Dear Mr. Auguste:
I read your recent editorial “Obama deserves more credit,” with some unease. While one does not have time for the antics of the Birthers I was somewhat taken back with the casual manner the editorial seems to be indirectly cheering on the President for being a “war hawk,” by quoting American media personalities who are loudly stating that maybe if Obama kills Ghaddafi or Mahmoud Ahmedinejad his popularity will increase even more.

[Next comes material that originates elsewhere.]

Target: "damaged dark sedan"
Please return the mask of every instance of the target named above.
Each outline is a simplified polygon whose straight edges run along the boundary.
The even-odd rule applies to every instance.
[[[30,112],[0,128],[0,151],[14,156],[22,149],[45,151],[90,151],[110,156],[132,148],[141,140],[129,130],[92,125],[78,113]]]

When did media people become military strategists? The unprofessionalism and blood lust of these folks (CNN/Fox) is astounding and disturbing. The casual way in which the death of leaders of majority Muslim countries is talked about is rather scary and barbaric. And it is occurring in every level of society. I see comics such as Bill Maher saying that maybe Obama needs to kill more Muslims to get the Birthers off his back!
Now, recently, Serbia surrendered Ratko Mladic, the architect of one of the most gruesome genocides in recent memory. Under Mladic’s order, over 8000 Muslim Bosnians were executed as part of Serbia’s ethnic cleansing. He was also charged for the atrocities he committed during the siege of Sarajevo. This man has been living free for 16 years. The United States, NATO and the EU knew where he was but made no attempts to capture or arrest him. Only the survivors of his genocides and their families, plus some human rights groups, pressed for justice.
Just when it suited the EU they decided to ‘capture’ Mladic. He is to be tried in The Hague for genocide and crimes against humanity. We did not see the U.S., NATO or the EU stealthily entering Serbia and removing or killing Mladic. He will be tried in a court of law, as he should be. Could it be that the nonchalance with which Mladic was treated by the West had to do with the fact that the people he brutally murdered were Muslim, and as such of no consequence?
Make no mistake about my letter. I am in no way, shape, or form supporting Osama. What I am saying is that in the aftermath of his capture the attack on Muslims seems to be becoming a popular pastime. We even see it here in Canada where security agencies are vilifying and falsely accusing members of the Muslim community who refuse to be informants and paid spies.
We have seen in recent times what ethnocentrism and xenophobia have done to destroy lives and communities. As journalists and intellectuals we have to ensure that we do not portray one group or individual as being more important than the other.